I browse. I browse and browse and browse. At first, all the titles and pages are a blur, but once I focus, I start to see them more clearly.

I leaf through a book about a boy who loved cameras. He wanted, more than anything, to take pictures of his city and the people who lived in it. He wanted everyone to see what he saw, for years and years.

I find a book about India and Pakistan and how the border was drawn between them. People thought they lived in a place that was all theirs. Then they suddenly found that they were wrong. Home wasn’t a place they knew anymore.

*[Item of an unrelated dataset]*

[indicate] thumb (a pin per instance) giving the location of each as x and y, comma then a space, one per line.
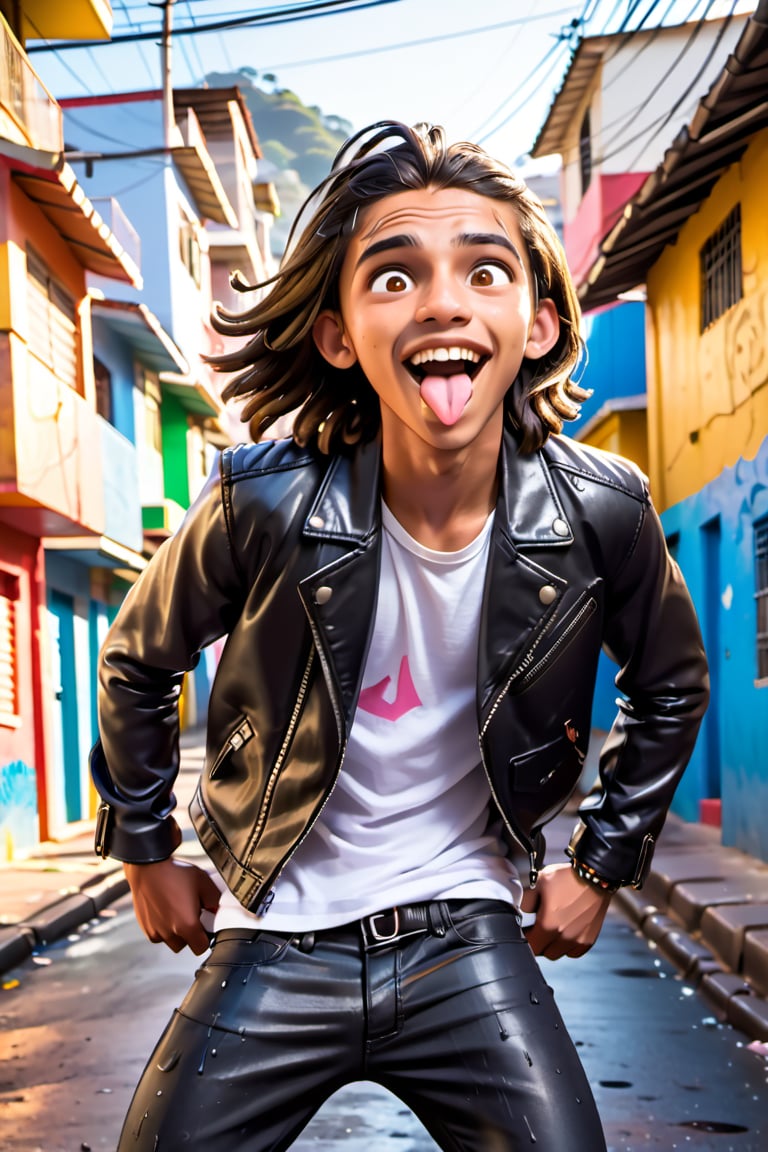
208, 892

There’s one about a little girl who had to go on a walk that was simply too long for her. This happened when an invisible virus shut the country down. I do not expect a book to make me want to cry, but that one is so sad! It puts a lump in my throat.

The next one makes me smile. It is about a little boy who peed on a war. Yes, really. Ayyo! There he is, right on the page, su-suing over the wall on all the silly people fighting below.

Here are more of the books that I added to Book Uncle’s lending library so Anil could pick them up off the shelf of the little booth:

  • Mukand and Riaz by Nina Sabnani is a lovely child-centred rendering of the tragedy of Partition.

  • Jamlo Walks by Samina Mishra bears moving witness to the effects of the 2020 lockdowns in India. It’s one of those picture books that ought to be required reading for every politician.

  • Manneken Pis: A Simple Story of a Boy Who Peed on a War by Vladimir Radunsky is a book I have loved for years, whose relevance remains utterly irrefutable.

As for the book about a boy who loved cameras—I looked for one and came up empty. The great joy of writing fiction is that you can make stuff up. So that title in Anil’s pile is purely fictional. Maybe someday someone will write a book about a boy who loved cameras as much as he loved the city he lived in. Maybe that writer will remember having read about such a book in The Sunshine Project.